Joachim Breitner's Homepage
Better PDF screenshots with gtk 3
Half a year ago, I experimented with gtk+ and cairo to extract a PDF screenshot out of a progam, i.e. a screenshot of the window that is not a table of colored dots as a regular PNG file would be, but rather a vector graphic that scales perfectly and has selectable text. The main use that I see is documentation: A scalable screenshots looks much better in print, and even in an online-PDF-file, having the full-text-search also find the text in the images is useful.
My experiments back then were successful in a proof-of-concept way, but they were very ugly hacks. With the new version 3 of gtk+, though, things become much easier, as only one cairo context is used, instead of each widget creating its own context to draw on.

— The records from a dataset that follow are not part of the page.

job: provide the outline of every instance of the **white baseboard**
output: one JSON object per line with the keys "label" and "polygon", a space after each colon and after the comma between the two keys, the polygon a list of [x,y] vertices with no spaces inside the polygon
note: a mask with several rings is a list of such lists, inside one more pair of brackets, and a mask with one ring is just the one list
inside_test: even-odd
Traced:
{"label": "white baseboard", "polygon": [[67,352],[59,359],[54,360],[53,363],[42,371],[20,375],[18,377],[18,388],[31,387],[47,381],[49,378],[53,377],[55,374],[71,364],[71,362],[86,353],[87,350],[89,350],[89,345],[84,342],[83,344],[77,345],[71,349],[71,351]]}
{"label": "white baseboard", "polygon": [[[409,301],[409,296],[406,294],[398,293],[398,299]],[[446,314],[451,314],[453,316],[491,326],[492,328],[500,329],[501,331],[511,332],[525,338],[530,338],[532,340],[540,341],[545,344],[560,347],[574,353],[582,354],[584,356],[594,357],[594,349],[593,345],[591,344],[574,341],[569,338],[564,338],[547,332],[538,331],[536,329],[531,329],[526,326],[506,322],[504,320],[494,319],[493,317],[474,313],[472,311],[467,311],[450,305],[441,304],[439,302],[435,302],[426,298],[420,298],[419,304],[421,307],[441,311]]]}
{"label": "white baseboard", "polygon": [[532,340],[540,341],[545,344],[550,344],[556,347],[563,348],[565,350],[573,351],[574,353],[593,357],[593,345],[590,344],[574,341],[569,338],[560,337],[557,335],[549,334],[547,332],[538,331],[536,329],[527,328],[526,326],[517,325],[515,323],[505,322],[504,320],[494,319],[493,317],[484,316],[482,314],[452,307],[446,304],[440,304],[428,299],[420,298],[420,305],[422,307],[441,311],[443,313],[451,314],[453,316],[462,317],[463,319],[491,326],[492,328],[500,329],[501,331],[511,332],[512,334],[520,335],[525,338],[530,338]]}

By now, the first gtk-3 applications have reached Debian unstable, so I thought it would be time to re-do the experiment. And the result is very pleasing: The pdf screenshot program comes as a gtk module that you can load by setting an environment variable before launching a gtk-3 program. The application will run as usual, but there is an additional PDF screenshot button. If you click it, you get a “Save File” dialog (with a nice, live-updated preview of the screenshot, as an additional gimmick) that lets you save a PDF file. Its as easy as that. You can check out the resulting PDF file of gucharmap and a screencast of me creating that file, including copy’n’pasting from the resulting document.
PS: I would offer the video as well on YouTube, but it seems it does not accept Ogg Theora videos. I hope all of you can make use of the above links.
Update: By popular demand, I also created a SVG version. It even looks better because the embedded pixmaps have a higher resolution – probably gtk is confused by the resolution of the PDF cairo surface. The code is almost trivially the same. I guess I could add other formats (PNG, PS) as well. Now I just have to find out how to tame GtkFileChooser to offer this feature better.
Comments
I agree that SVG is a good idea, since most* people read documentation online on html/web pages.
*) it's my assumption anyway.
It is really amazing how exactly like the original program it looks.
Ideally, I’d like to take screenshots of any running program, not only those started with the right GTK module. But I don’t know if it is possible to hook into a running gtk program without resorting to too much hacks.
Or maybe the gtk module is included by default in all running applications, and activated by some signalling, e.g. via the X properties of the window.
But other than those bells and whistles, the code is ok so far.
It does not work in all cases, of course. It can only handle gtk-3 applications, and excludes those that do not use cairo for drawing (e.g. gnome-terminal’s vty widget).
It opens an interesting path for UI functional testing of GTK+ 3 apps.
but when i read it on golem at first i thought that text remains text...:)
would be pretty cool! no, it really would be awesome!!
i do not mean ocr stuff. i was thinking about exporting "selectable text" as text.
if you can select text as a user, it should be possible for a process as well, right?
ps: have you finished your double-diploma yet?
As for the diploma: I am waiting for the transfer of credits from India, then I should be done with the computer science diploma.
not checked pdf file yet, but man, that's awesome!
ps: thumbs up for finishing :)
pps: the text-selection color in this comment box is not distinguishable from the background color, intention or does something went wrong with css? (ff4, win7)
It is here. Try tilting your laptop screen, if I tilt mine down, it becomes indistinguishable.
This, on a desktop LCD with a backlight so bright that it'd fry your retina if you looked at it for too long. ;-)
(need to get some sun-glasses...)
Inkscape can convert Pdf to Svg, while asking you if you want to convert text to shape (or not).
A test made with the Joachim's PDF sample worked very well: I was able to edit and translate all texts from German to French, even the smileys! ;-]
Very useful to send translation in context (i. e. showing labels that are too short to contain a translated text), both in a portable manner (all modern browsers are indeed able to show svg graphics) and an indexable one (svg are text, easy to index and edit). Gzip compressed svgz graphics are generally lighter (i. e. 1/7 in this case) than equivalent png bitmaps. Very nice for good quality printing too!
Lots of advantages. Thanks to Joachim for this brilliant idea.
Anyways, I’m not too worried about that at the moment. The layout of the webpage is not too great any more anyways.
But Firefox might have changed a lot since then, so I can’t promise anything.